The EAI reports a greater willingness to cover long-term horizons and deal with related uncertainties, which it hopes will be assessed more systematically in the future by means of sensitivity, scenario or other types of analyses.
However, despite improvements, a better integration of EFI research into standard company financial analysis, as laid out in the EIA’s evaluation criteria last year, remains a challenge.
Although the initiative has witnessed analysts venturing increasingly into new sectors, such as the physical impacts of climate change, under-researched areas still exist.
“We have seen a distinct improvement in both the quality of research and the quantity and breadth, with it moving out of its comfort zone of European utility or climate change space into new areas,” says Gordon Hagart, senior consultant at Swiss-based evaluation consultancy onValues. “We see some corporate governance research in emerging markets and analysis of the insurance industry, which is very positive.”
“However, coverage of social factors - such as human capital management, labour and stakeholder-related issues - as well as coverage of the banking sector remains underdeveloped,” Hagart notes.
“Mergers and acquisitions is another growth area for research, as current coverage only amounts up to 1-2%,” adds Scales.
Gray notes that emerging markets coverage is still Asian-based, with only limited exposure to Russia and eastern Europe, while Africa, South America and the Middle East remain poorly covered.
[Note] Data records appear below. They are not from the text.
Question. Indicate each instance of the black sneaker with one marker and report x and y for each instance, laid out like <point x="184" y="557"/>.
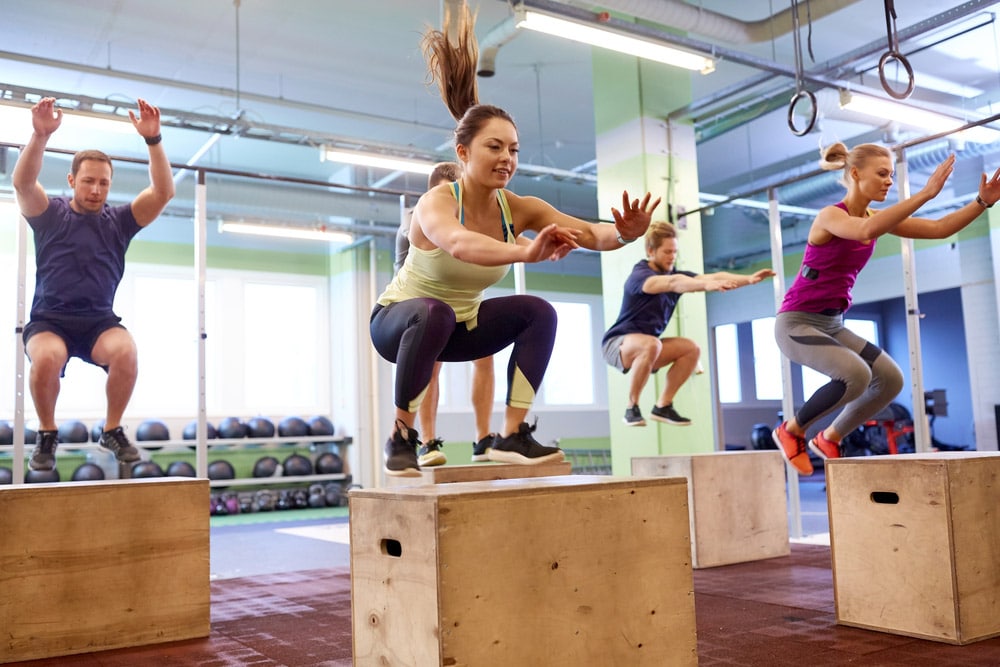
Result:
<point x="43" y="457"/>
<point x="633" y="417"/>
<point x="523" y="449"/>
<point x="117" y="443"/>
<point x="430" y="453"/>
<point x="481" y="449"/>
<point x="668" y="415"/>
<point x="401" y="452"/>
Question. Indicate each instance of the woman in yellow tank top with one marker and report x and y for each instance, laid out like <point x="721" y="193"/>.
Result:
<point x="463" y="238"/>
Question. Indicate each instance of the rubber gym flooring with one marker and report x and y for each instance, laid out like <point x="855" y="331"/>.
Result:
<point x="280" y="595"/>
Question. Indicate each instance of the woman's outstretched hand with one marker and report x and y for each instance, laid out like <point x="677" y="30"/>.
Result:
<point x="635" y="216"/>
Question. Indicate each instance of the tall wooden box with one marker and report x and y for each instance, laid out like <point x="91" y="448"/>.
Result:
<point x="480" y="472"/>
<point x="915" y="541"/>
<point x="567" y="570"/>
<point x="91" y="566"/>
<point x="738" y="508"/>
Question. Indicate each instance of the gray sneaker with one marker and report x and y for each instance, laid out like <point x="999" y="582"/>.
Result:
<point x="481" y="449"/>
<point x="430" y="453"/>
<point x="522" y="448"/>
<point x="401" y="452"/>
<point x="43" y="457"/>
<point x="116" y="442"/>
<point x="668" y="415"/>
<point x="633" y="417"/>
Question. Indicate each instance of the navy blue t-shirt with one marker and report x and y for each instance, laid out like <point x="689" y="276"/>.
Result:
<point x="645" y="313"/>
<point x="79" y="258"/>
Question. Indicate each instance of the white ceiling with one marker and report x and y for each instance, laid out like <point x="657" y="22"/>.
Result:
<point x="277" y="79"/>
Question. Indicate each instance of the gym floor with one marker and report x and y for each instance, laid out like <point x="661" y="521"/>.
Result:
<point x="281" y="596"/>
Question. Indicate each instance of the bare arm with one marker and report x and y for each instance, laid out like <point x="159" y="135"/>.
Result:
<point x="681" y="284"/>
<point x="834" y="221"/>
<point x="436" y="225"/>
<point x="739" y="279"/>
<point x="630" y="223"/>
<point x="923" y="228"/>
<point x="31" y="197"/>
<point x="149" y="203"/>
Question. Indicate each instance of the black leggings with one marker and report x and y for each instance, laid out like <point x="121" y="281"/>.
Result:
<point x="415" y="333"/>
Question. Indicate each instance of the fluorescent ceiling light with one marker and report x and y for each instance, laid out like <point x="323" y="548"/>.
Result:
<point x="905" y="114"/>
<point x="377" y="160"/>
<point x="15" y="119"/>
<point x="286" y="231"/>
<point x="607" y="38"/>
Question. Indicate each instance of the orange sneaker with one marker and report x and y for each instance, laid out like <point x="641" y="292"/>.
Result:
<point x="824" y="447"/>
<point x="793" y="448"/>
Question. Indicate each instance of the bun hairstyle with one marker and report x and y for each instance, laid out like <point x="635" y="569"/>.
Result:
<point x="836" y="156"/>
<point x="452" y="57"/>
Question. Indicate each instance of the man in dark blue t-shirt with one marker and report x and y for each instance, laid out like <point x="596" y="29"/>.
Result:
<point x="651" y="293"/>
<point x="80" y="245"/>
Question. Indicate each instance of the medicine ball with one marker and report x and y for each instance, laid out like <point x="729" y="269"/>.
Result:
<point x="143" y="469"/>
<point x="297" y="465"/>
<point x="152" y="430"/>
<point x="181" y="469"/>
<point x="264" y="500"/>
<point x="266" y="466"/>
<point x="329" y="463"/>
<point x="760" y="437"/>
<point x="73" y="431"/>
<point x="88" y="472"/>
<point x="293" y="427"/>
<point x="260" y="427"/>
<point x="41" y="476"/>
<point x="232" y="427"/>
<point x="191" y="431"/>
<point x="221" y="469"/>
<point x="320" y="425"/>
<point x="317" y="495"/>
<point x="246" y="503"/>
<point x="334" y="494"/>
“It is a case of slowly following the money as the big funds have started to allocate to these frontier markets,” says Gray. “And the challenge now lies with the sell-side community to start covering these areas as well.”
Scales believes client demand is driving this type of research. “Some providers wish they had researched some areas, such as lending, better. They may be able to generally predict volatility but to foresee something like last year’s sub-prime crisis is very difficult. The focus was on the money markets rather than the investment process.”
“As a short-term phenomenon, volatility often drops out of the process,” Gray notes. “From a fund manager’s perspective there is a degree of short- to medium-term cyclicality and the interest in emerging markets and climate change may to some extent increase or decrease relative to market volatility in each cycle. A bear market could potentially affect resource allocation within the sell side too. But as the cycle unfolds greater resources will be allocated to areas that a lot of the clients are focusing on.”
He adds: “Some of the research we are looking for requires innovation. In order to affect the discount rate or obtain a risk premium, we need to convert and challenge a lot of the sell side.”
The member initiative, which now collectively owns or manages €2.1trn of assets, evaluated CA Cheuvreux, Citigroup, Credit Suisse, Deutsche Bank, JPMorgan, Oddo Securities and UBS as best research providers of extra-financial issues between May and October 2007 from a total of 26 research providers and 158 reports, thereby making them eligible for EAI member commission.